Who remembers the “Great American Solar Eclipse” of August 2017? People all over the country drove for hours to the best viewing locations to see it. It was the first total solar eclipse visible in the United States from coast to coast since 1918.
This once-in-a-lifetime event happened to fall on Gateway’s first day of school that year. We wanted our students to be able to experience the eclipse, but we also needed to ensure their health and safety. We were worried because public health officials sternly warned people to avoid looking directly at the sun without wearing protective glasses, even when the sun was obscured by the moon. I remember watching in horror as the president himself peeked up at the sky without glasses on. I thought, “If he doesn’t model the importance of wearing protective glasses, how can we expect our students to?”

The more things change, the more they stay the same.
Today, I am preoccupied and weighed down by school reopening questions and responsibilities in light of the COVID-19 surge. What will the first day of school look like? How will we ensure the health and safety of all members of our community, while simultaneously providing an education to our students that meets their needs, emphatically reinforces that they matter, and opens doors for their futures? What happens if students or teachers get sick?

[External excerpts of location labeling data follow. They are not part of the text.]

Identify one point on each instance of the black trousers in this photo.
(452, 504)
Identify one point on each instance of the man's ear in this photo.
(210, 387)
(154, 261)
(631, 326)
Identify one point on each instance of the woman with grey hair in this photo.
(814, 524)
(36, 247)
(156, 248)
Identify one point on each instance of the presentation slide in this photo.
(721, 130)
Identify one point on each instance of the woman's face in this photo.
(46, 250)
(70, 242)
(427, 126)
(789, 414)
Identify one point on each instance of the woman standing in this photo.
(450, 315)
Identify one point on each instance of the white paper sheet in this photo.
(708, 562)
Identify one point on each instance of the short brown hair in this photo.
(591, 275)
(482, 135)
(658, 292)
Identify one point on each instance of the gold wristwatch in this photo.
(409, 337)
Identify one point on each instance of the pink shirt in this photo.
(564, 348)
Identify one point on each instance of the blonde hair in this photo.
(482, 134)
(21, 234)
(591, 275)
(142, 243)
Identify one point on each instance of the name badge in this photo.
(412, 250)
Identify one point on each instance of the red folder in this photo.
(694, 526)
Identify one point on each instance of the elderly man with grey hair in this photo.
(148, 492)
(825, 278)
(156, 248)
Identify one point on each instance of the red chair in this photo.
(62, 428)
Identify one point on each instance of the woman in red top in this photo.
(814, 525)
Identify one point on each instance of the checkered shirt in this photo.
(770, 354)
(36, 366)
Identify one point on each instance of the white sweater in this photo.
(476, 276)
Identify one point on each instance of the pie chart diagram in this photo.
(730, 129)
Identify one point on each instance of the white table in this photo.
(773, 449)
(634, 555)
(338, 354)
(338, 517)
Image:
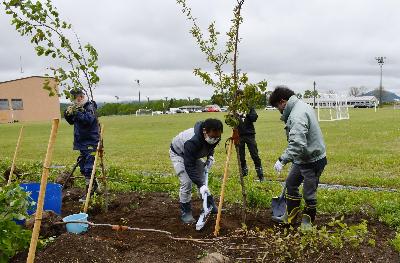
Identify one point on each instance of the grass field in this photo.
(362, 151)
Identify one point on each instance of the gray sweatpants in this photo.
(310, 179)
(185, 189)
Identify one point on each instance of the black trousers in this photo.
(250, 141)
(309, 176)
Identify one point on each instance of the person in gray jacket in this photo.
(186, 151)
(305, 150)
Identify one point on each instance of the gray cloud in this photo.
(333, 42)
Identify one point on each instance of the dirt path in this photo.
(159, 211)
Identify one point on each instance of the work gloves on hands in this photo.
(278, 166)
(203, 190)
(209, 163)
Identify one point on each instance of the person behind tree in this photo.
(247, 134)
(82, 114)
(305, 150)
(186, 152)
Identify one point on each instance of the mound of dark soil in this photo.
(159, 211)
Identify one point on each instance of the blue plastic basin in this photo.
(76, 228)
(52, 198)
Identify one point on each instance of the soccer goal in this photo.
(144, 112)
(331, 107)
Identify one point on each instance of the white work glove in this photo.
(209, 163)
(278, 166)
(203, 190)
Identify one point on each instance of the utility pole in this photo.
(314, 94)
(20, 64)
(381, 61)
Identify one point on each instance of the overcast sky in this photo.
(333, 42)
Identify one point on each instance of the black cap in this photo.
(76, 92)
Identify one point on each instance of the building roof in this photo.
(2, 82)
(361, 98)
(351, 98)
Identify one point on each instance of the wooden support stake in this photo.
(42, 192)
(93, 170)
(221, 198)
(15, 156)
(243, 185)
(104, 176)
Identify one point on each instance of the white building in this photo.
(330, 101)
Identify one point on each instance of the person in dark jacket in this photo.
(247, 135)
(186, 151)
(82, 114)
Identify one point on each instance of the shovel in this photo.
(206, 210)
(278, 204)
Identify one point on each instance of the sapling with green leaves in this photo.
(231, 86)
(53, 37)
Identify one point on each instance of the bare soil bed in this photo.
(160, 211)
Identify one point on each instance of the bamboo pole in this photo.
(42, 192)
(93, 170)
(221, 198)
(15, 156)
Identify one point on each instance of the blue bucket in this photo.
(52, 198)
(76, 228)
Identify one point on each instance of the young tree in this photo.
(54, 37)
(226, 84)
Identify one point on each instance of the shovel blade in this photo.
(278, 205)
(203, 219)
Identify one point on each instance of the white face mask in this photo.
(82, 102)
(211, 140)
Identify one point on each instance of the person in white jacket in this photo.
(186, 151)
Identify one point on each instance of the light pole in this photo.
(381, 61)
(138, 82)
(314, 94)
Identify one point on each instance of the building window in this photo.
(17, 104)
(4, 104)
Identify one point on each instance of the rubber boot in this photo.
(292, 210)
(245, 171)
(260, 174)
(186, 213)
(308, 218)
(211, 202)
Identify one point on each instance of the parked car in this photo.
(224, 109)
(212, 108)
(182, 111)
(270, 108)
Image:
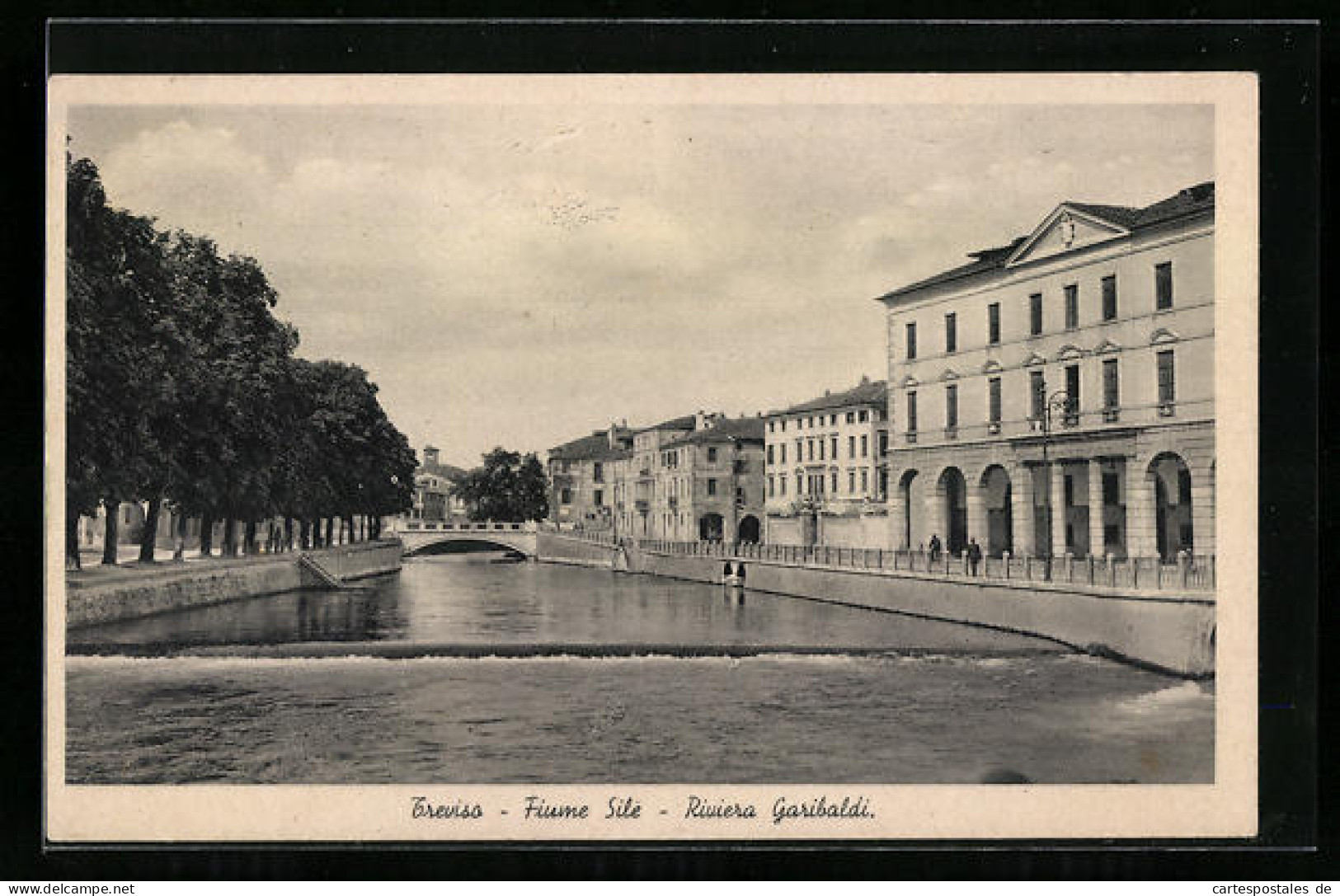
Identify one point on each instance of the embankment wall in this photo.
(178, 585)
(1164, 631)
(552, 547)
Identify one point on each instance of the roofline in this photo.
(904, 293)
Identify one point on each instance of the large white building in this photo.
(1056, 394)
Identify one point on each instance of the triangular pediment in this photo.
(1063, 231)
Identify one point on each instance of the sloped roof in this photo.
(675, 424)
(444, 471)
(589, 448)
(1193, 199)
(739, 429)
(872, 392)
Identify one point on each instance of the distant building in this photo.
(1091, 338)
(581, 480)
(435, 489)
(709, 484)
(825, 467)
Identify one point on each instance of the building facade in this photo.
(1056, 394)
(825, 471)
(582, 481)
(435, 490)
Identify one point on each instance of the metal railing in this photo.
(1190, 572)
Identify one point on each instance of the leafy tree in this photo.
(505, 488)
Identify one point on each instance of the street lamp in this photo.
(1065, 405)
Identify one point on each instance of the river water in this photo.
(596, 679)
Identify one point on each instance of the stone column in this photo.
(1202, 510)
(936, 516)
(896, 518)
(1057, 495)
(1095, 471)
(977, 517)
(1140, 537)
(1022, 512)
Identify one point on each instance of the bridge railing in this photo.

School reopening has become a charged political debate. Very few people question the educational value of bringing students back to school, and frankly we educators really miss them. However, there are so many other factors to weigh:
- all that we do not yet know about COVID-19
- the sharp increase in COVID-19 infections
- the cost of PPE and additional cleaning necessary to sufficiently protect against germs
- the risk to vulnerable school employees, students, and families caused by in-person instruction
- students’ ability and willingness to follow social distancing guidelines and other protocols
- the availability and safety of public transportation
- families’ need and ability to return to work
- access to childcare
- access to school meals
- the importance and support of in-school relationships with classmates, teachers, school counselors and administrators
- the longterm effects of further disruptions to student learning
These are all important considerations, and I assure you that educators feel the weight of each. There is nothing simple about determining the best path forward, nothing that can be captured in an all-caps tweet or proclamation. It was just a couple of months ago that, as a society, we seemed to all realize the importance of teachers. And yet today, I worry that their needs and wellbeing are not an important enough part of the equation. I worry that politicians are not leading; instead, they are counting votes and dollars.
Back to the picture for a moment – I love the ease and joy depicted in this photograph: students casually strolling across the schoolyard and embracing as they reconnect after the summer break; Joyce McMinn, one of Gateway’s founding mothers, and I cheesing for the camera in our solar glasses. Those were different times.